Implementation:Unslothai Unsloth UnslothTrainer
| Knowledge Sources | |
|---|---|
| Domains | NLP, Training, Optimization |
| Last Updated | 2026-02-07 00:00 GMT |
Overview
Wrapper around TRL's SFTTrainer with Unsloth-specific optimizations for memory-efficient supervised fine-tuning.
Description
UnslothTrainer subclasses TRL's SFTTrainer and adds:
- Separate embedding learning rate: Via UnslothTrainingArguments.embedding_learning_rate, allowing a different (usually lower) learning rate for embed_tokens and lm_head modules.
- Auto-packing: Automatic detection and application of padding-free sequence packing for efficient batching.
- TRL backward compatibility: Extensive patching (unsloth/trainer.py:L203-408) to maintain compatibility across TRL versions, handling API changes in SFTConfig, dataset_text_field, and data collator selection.
- VLM blocklist: Automatically disables packing for vision-language models where it would break image token alignment.

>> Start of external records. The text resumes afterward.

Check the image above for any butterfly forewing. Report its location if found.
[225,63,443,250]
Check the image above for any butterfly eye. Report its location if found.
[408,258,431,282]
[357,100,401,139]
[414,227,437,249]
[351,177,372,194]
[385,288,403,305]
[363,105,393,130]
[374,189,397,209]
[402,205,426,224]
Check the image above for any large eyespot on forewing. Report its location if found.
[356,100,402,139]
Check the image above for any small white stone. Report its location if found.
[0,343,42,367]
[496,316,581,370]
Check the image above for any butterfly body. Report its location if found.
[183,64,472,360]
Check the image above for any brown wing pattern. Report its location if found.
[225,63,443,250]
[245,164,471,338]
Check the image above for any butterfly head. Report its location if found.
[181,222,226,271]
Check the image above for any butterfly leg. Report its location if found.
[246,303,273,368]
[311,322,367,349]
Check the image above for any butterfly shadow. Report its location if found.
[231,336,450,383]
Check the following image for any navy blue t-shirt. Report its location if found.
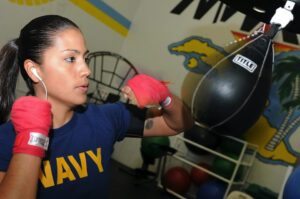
[0,102,130,199]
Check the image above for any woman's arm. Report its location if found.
[0,153,42,199]
[0,96,52,199]
[144,95,194,137]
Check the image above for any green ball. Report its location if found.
[141,136,170,159]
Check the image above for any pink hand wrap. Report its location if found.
[11,96,52,158]
[126,74,172,108]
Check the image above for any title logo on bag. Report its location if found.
[232,54,257,73]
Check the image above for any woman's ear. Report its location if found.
[24,59,40,83]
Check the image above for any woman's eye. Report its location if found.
[65,57,75,62]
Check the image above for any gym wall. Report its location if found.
[113,0,300,193]
[0,0,300,193]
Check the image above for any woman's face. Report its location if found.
[40,28,91,107]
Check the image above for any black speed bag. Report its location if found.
[191,34,274,136]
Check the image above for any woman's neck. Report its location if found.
[51,103,74,129]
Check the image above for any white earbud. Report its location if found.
[31,68,42,81]
[31,68,48,100]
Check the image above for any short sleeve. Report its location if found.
[0,122,15,172]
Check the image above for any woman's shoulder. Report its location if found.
[0,121,15,140]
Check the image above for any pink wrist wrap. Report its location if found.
[126,74,172,108]
[11,96,52,158]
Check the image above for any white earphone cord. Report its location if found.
[40,80,48,100]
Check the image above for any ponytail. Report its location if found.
[0,39,19,124]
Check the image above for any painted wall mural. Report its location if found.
[168,31,300,165]
[9,0,131,37]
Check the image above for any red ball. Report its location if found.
[165,167,191,194]
[190,163,212,186]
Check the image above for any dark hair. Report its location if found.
[0,15,79,124]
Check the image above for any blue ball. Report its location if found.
[197,181,226,199]
[283,167,300,199]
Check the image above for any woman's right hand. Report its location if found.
[11,96,52,158]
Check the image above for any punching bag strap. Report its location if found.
[270,0,296,29]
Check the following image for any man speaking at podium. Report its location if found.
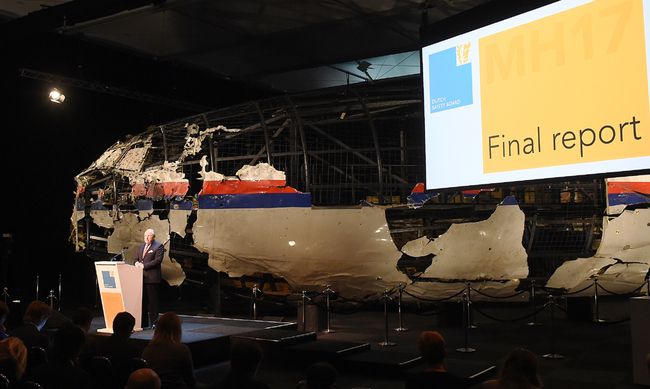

When Unsloth is imported, it also patches the global SFTTrainer class so that users can use either UnslothTrainer or SFTTrainer interchangeably with Unsloth optimizations applied.
Usage
Import and use as a drop-in replacement for TRL's SFTTrainer. The only additional parameter is embedding_learning_rate on UnslothTrainingArguments. All standard SFTTrainer/SFTConfig parameters are supported.
Code Reference
Source Location
- Repository: unsloth
- File: unsloth/trainer.py
- Lines: L133-137 (UnslothTrainingArguments), L182-200 (UnslothTrainer), L203-408 (TRL compatibility patching)
Signature
class UnslothTrainingArguments(TrainingArguments):
def __init__(self, embedding_learning_rate: float = None, *args, **kwargs):
"""
Args:
embedding_learning_rate (float): Separate learning rate for
embed_tokens and lm_head modules. Default None (uses main LR).
"""
class UnslothTrainer(SFTTrainer):
def create_optimizer(self):
"""
Overrides SFTTrainer optimizer creation to apply separate
embedding learning rate via _create_unsloth_optimizer.
"""
Import
from unsloth import UnslothTrainer, UnslothTrainingArguments
# Or equivalently after import unsloth:
from trl import SFTTrainer, SFTConfig # Patched by Unsloth
I/O Contract
Inputs
| Name | Type | Required | Description |
|---|---|---|---|
| model | PeftModel | Yes | LoRA model from get_peft_model |
| tokenizer | PreTrainedTokenizer | Yes | Configured tokenizer |
| train_dataset | Dataset | Yes | Training dataset (formatted with chat template) |
| args | UnslothTrainingArguments | Yes | Training hyperparameters |
| args.per_device_train_batch_size | int | No | Batch size per GPU |
| args.gradient_accumulation_steps | int | No | Gradient accumulation steps |
| args.learning_rate | float | No | Learning rate (default: 5e-5) |
| args.num_train_epochs | int | No | Number of training epochs |
| args.embedding_learning_rate | float | No | Separate LR for embeddings (Unsloth-specific) |
| data_collator | DataCollator | No | Data collator (auto-configured for VLMs) |
Outputs
| Name | Type | Description |
|---|---|---|
| trainer | UnslothTrainer | Configured trainer ready for .train() |
| trainer.train() returns | TrainOutput | Training metrics: global_step, training_loss, etc. |
Usage Examples
Basic SFT Training
from unsloth import FastLanguageModel, UnslothTrainer, UnslothTrainingArguments
model, tokenizer = FastLanguageModel.from_pretrained(
model_name="unsloth/Llama-3.2-3B-Instruct",
max_seq_length=2048,
load_in_4bit=True,
)
model = FastLanguageModel.get_peft_model(model, r=16)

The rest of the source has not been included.